A number of problems prevent traditional brick and mortar auctions from being as successful as possible for sellers. First, many people do not feel comfortable in the auction atmosphere and may not bid even though they would be willing to pay more for the item up for bid. Plus, since these auctions take place only during a specified time and a specified location, many people who would be interested may not be able to participate in the auction.
Because of these problems, many people are switching to online auctions. Today tens of millions of people from every corner of the world are currently using Internet auctions to make purchases. In 2000, just over 35 million Americans participated in online auctions. That means that almost one third of the country's population was going online to take part in the bidding processes. Plus, those numbers have dramatically increased in the last four years.
The biggest appeal of online auctions is convenience for both buyers and sellers. When the seller makes the decision to auction off an item, he or she can immediately create the listing and post it either to the firm's auction site (if they have access to auction software) or to a third-party auction site. As soon as the listing is up, the bidding can begin, so there are no delays involving planning, making preparations, or waiting for the specified date as there are with brick and mortar auctions. Bidders from anywhere in the world can then place bids on the item or can ask the seller questions about the item by email, which is a feature not available with brick and mortar auctions. Because bidders can comfortably participate in the business process from the seclusion of their home or office, even people who would not normally take part in an auction can do so.
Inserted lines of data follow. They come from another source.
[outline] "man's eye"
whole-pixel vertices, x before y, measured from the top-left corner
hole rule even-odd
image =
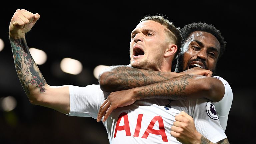
[[[136,34],[133,34],[133,35],[132,35],[131,38],[132,39],[133,39],[135,37],[135,36],[136,35]]]
[[[146,34],[146,35],[147,35],[147,36],[152,36],[152,34],[150,33],[147,33],[147,34]]]
[[[200,49],[200,48],[198,46],[192,46],[192,47],[193,47],[193,49],[195,50],[198,50]]]
[[[215,54],[213,53],[209,53],[209,54],[213,57],[215,57]]]

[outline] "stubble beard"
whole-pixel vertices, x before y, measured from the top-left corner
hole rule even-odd
[[[146,60],[142,61],[132,63],[131,65],[135,68],[159,71],[157,68],[159,67],[162,63],[162,62],[159,62],[159,60],[155,59],[151,61]]]

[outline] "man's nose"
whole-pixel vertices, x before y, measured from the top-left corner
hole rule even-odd
[[[207,60],[207,52],[204,50],[201,50],[197,53],[197,57],[198,58],[202,59],[204,61]]]
[[[142,33],[139,33],[136,34],[134,37],[134,41],[135,42],[142,42],[143,41],[143,34]]]

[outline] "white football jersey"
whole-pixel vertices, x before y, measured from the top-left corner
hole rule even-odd
[[[69,87],[70,111],[68,115],[96,119],[109,93],[102,91],[99,85]],[[114,110],[103,124],[110,144],[179,144],[170,133],[175,116],[182,111],[193,117],[198,131],[212,142],[227,138],[215,114],[214,105],[204,98],[137,101]]]

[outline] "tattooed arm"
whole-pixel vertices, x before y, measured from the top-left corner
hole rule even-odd
[[[221,99],[225,87],[220,80],[199,75],[185,75],[163,82],[112,92],[101,105],[97,121],[103,122],[116,108],[132,104],[136,100],[151,98],[173,100],[205,98],[214,102]]]
[[[138,69],[130,65],[113,66],[100,74],[98,81],[102,90],[112,92],[146,86],[188,74],[211,76],[212,73],[199,68],[177,73]]]
[[[102,90],[114,91],[130,89],[163,81],[170,76],[179,74],[138,69],[127,66],[113,66],[100,74],[99,83]]]
[[[176,120],[171,127],[171,135],[183,144],[229,144],[227,138],[214,143],[199,133],[196,129],[194,120],[184,111],[175,116]]]
[[[33,58],[25,39],[25,34],[40,16],[25,10],[18,9],[12,18],[9,28],[10,40],[18,77],[31,103],[69,112],[68,86],[48,85]]]

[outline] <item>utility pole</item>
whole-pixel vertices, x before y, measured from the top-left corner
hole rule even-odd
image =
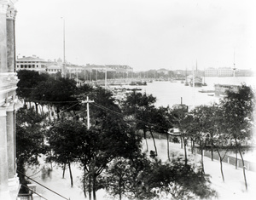
[[[94,103],[94,100],[89,100],[89,97],[87,96],[86,100],[82,100],[82,103],[87,104],[87,130],[90,129],[90,111],[89,111],[89,104]]]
Another benefit of online auctions is that it fosters increased competition among bidders. Since more people can and do participate in these Internet-based auctions, the number of participants a company's product will be exposed to are much greater than they otherwise would be. The bottom line is that the more bidders available, the higher the price is likely to go. A higher price means a larger investment recovery for the company that is selling the goods or products. Plus, with online auctions, sellers can check out the reputation of the bidder. With brick and mortar auctions, there is no way to determine whether the bidder is legitimate or not until it is too late. With online auctions, the seller can view statistics for the bidder to see how many auctions they've successfully won and paid for without problems.
While traditional brick and mortar auctions may have once been the standard investment recovery method for businesses, today more companies are turning to online auctions as a more profitable and convenient solution. As the trend continues to grow, brick and mortar auctioneers will tend to specialize in only certain areas.